I’m grateful to James for starting this conversation, thus giving me a chance to reflect on the work myself and many others have put into the Streams Standard over the years. It’s certainly not perfect. But I think many of its core ideas are solid. And it’s important not to judge it based on buggy and naïve implementations, but instead as a standard that can be implemented either well or poorly.

For better or for worse, web APIs are forever: the web is not going to get a second streams API. So for any parts of the JavaScript ecosystem which want to use the same primitives as browser code, evolving and improving the Streams Standard is probably more fruitful than starting over from scratch. There have been many | previous | attempts to create secondary stream ecosystems that sit alongside the gorillas of Streams Standard streams or Node.js streams, and they’ve seen their own limited success. I wish James’s library the best success it can attain, within that tradition.

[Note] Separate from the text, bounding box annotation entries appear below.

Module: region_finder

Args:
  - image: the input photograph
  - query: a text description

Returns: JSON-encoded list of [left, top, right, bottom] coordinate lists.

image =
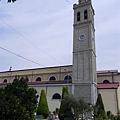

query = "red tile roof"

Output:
[[97, 82, 119, 89]]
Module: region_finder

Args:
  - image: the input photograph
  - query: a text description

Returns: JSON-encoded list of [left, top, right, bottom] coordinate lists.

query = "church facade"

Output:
[[0, 0, 120, 114]]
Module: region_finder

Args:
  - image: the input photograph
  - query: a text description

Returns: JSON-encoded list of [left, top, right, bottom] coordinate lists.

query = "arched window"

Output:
[[36, 77, 42, 81], [49, 76, 56, 80], [103, 80, 110, 83], [3, 79, 7, 83], [52, 93, 61, 99], [77, 12, 80, 21], [84, 10, 88, 20], [64, 75, 72, 80]]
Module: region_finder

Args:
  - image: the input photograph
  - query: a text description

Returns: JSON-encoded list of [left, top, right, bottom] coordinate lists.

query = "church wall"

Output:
[[98, 89, 118, 114], [30, 85, 63, 112]]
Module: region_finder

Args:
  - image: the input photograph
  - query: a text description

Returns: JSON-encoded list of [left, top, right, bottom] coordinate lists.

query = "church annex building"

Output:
[[0, 0, 120, 114]]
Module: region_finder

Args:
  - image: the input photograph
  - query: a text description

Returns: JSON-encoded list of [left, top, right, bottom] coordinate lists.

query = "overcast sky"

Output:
[[0, 0, 120, 71]]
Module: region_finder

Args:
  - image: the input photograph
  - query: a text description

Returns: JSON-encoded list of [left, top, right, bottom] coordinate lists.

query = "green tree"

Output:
[[0, 77, 38, 120], [37, 90, 49, 118], [95, 93, 107, 119], [58, 86, 69, 120]]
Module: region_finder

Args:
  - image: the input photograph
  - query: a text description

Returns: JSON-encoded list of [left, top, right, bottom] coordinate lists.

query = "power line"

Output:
[[0, 47, 45, 67], [0, 18, 61, 64], [0, 46, 62, 72]]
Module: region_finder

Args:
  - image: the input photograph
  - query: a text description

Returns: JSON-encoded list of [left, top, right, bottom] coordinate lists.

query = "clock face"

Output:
[[79, 35, 85, 40]]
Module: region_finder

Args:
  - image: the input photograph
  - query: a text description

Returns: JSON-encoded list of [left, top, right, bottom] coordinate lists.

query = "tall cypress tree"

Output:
[[58, 86, 69, 120], [96, 93, 107, 119], [37, 90, 49, 118]]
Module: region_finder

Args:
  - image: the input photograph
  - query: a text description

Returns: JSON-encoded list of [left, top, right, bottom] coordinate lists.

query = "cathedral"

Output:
[[0, 0, 120, 114]]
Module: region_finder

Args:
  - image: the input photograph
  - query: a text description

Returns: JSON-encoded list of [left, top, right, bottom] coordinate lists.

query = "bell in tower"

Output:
[[72, 0, 97, 104]]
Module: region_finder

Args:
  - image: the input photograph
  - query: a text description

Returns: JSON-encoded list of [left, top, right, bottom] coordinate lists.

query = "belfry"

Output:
[[72, 0, 97, 104]]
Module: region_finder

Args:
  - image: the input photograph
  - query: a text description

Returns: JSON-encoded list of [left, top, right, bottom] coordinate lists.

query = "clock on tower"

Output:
[[72, 0, 97, 104]]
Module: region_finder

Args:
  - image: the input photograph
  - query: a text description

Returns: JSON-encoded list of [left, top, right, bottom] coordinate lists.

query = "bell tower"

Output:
[[72, 0, 97, 104]]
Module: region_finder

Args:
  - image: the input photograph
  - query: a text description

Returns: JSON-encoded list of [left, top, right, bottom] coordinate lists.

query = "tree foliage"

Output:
[[58, 86, 69, 120], [95, 93, 107, 119], [0, 77, 38, 120], [37, 90, 49, 118]]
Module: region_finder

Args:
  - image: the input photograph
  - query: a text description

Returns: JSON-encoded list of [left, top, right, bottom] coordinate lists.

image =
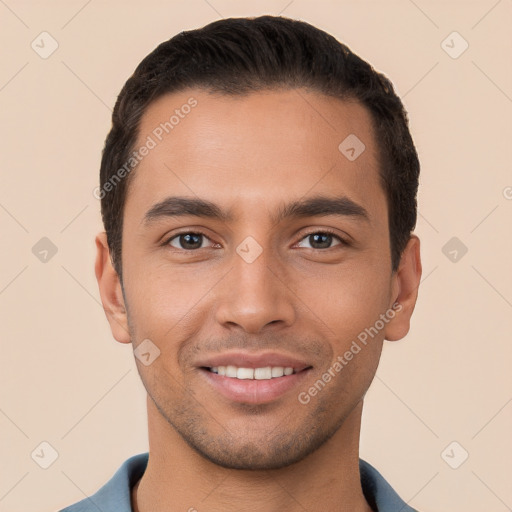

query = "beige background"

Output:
[[0, 0, 512, 512]]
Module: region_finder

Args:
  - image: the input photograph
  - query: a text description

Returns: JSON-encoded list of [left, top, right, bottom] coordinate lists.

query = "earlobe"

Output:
[[94, 232, 131, 343], [384, 235, 422, 341]]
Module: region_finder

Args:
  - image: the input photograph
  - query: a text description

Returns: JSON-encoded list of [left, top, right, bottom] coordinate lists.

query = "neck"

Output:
[[132, 400, 371, 512]]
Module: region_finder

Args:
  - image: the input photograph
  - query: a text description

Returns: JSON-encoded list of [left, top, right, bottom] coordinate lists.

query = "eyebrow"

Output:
[[142, 195, 370, 226]]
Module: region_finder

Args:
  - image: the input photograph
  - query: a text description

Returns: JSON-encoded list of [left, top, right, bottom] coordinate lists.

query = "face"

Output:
[[99, 90, 416, 469]]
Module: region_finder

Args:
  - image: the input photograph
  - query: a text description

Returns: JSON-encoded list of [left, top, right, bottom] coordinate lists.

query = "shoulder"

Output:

Unfortunately, evolving the Streams Standard is hard. In the ZIRP heydays of the 2010s, myself and collaborators could build primitives like promises, streams, modules, web components, and the like; getting the web platform’s foundations in order had a lot of business support. These days, it’s much harder to motivate directors at browser companies to spend their budgets on incremental improvements, when what we have is good enough. This is why even minor improvements are stalled for years. It’s possible for heroes to push through new features by single-handedly contributing specification text, web platform tests, and a browser implementation or two. But it’s definitely harder than writing a fresh JavaScript library.